The illegal war against Iran – regardless of whatever foolish name DUI-hire Pete Kegsbreath asked ChatGPT to call it – has never been authorized in compliance with the Constitution or the War Powers Act. But in the face of this outright disregard for our laws, where is the GOP that possesses a power trifecta in DC? Nowhere to be found. That the Republican-controlled Congress let this happen in direct disregard of the actual will of the American people is alarming and more proof of their total abdication to Trump. Poll after poll shows deep exhaustion with endless war. Americans across ideological lines have watched twenty years of blood and trillions of dollars produce instability, trauma, and cemeteries filled with young people who never got to grow old. Yet somehow, once again, a small minority of political actors who never seem personally at risk when the bill comes due are pulling us down into quicksand.
That alone should enrage us. But what is even more maddening is what is now coming into focus: The likely end game for all this Trump-branded stupidity is the very agreement Trump abandoned during his first administration. The Obama-era Iran nuclear deal went into effect in 2016. The agreement was imperfect and oversold in many respects. But viewed narrowly, the agreement imposed constraints on Iran’s nuclear program and created mechanisms for international monitoring. Trump rejected the agreement when he first came to office – not because he had a superior replacement – but simply because it bore Obama’s name. Now, after years of instability and performative toughness, Trump has circled back to the same basic framework that Obama put in place a decade ago. This is not just madness, this is tragedy when you consider the lives lost – both American and others – over the past ten years.

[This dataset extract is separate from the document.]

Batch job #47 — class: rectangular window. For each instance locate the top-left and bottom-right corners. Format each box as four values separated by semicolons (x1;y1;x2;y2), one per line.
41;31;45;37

So, on this Memorial Day, our feckless friends on the Right are confronted by an uncomfortable reality: If the end result was always going to be what was achieved in 2016, then why were the lives of our service-members put at risk - AND LOST - with untold billions of dollars burned? You will never get a truthful answer from these losers. So I return to the young man at the beginning of my story. His headstone, aside from leaving me with unanswered questions, also serves as a blunt warning: Do not waste us or let our lives be lost in vain.
[i] During World War II, bomber crews suffered some of the highest casualty rates of any Allied service members. In the European theater, the U.S. Eighth Air Force lost more than 26,000 airmen, while RAF Bomber Command suffered approximately 55,000 deaths, representing roughly 44% of its aircrew. During the height of the bombing campaign in 1943, American bomber crews often faced casualty rates so severe that completing a 25-mission tour was nearly impossible.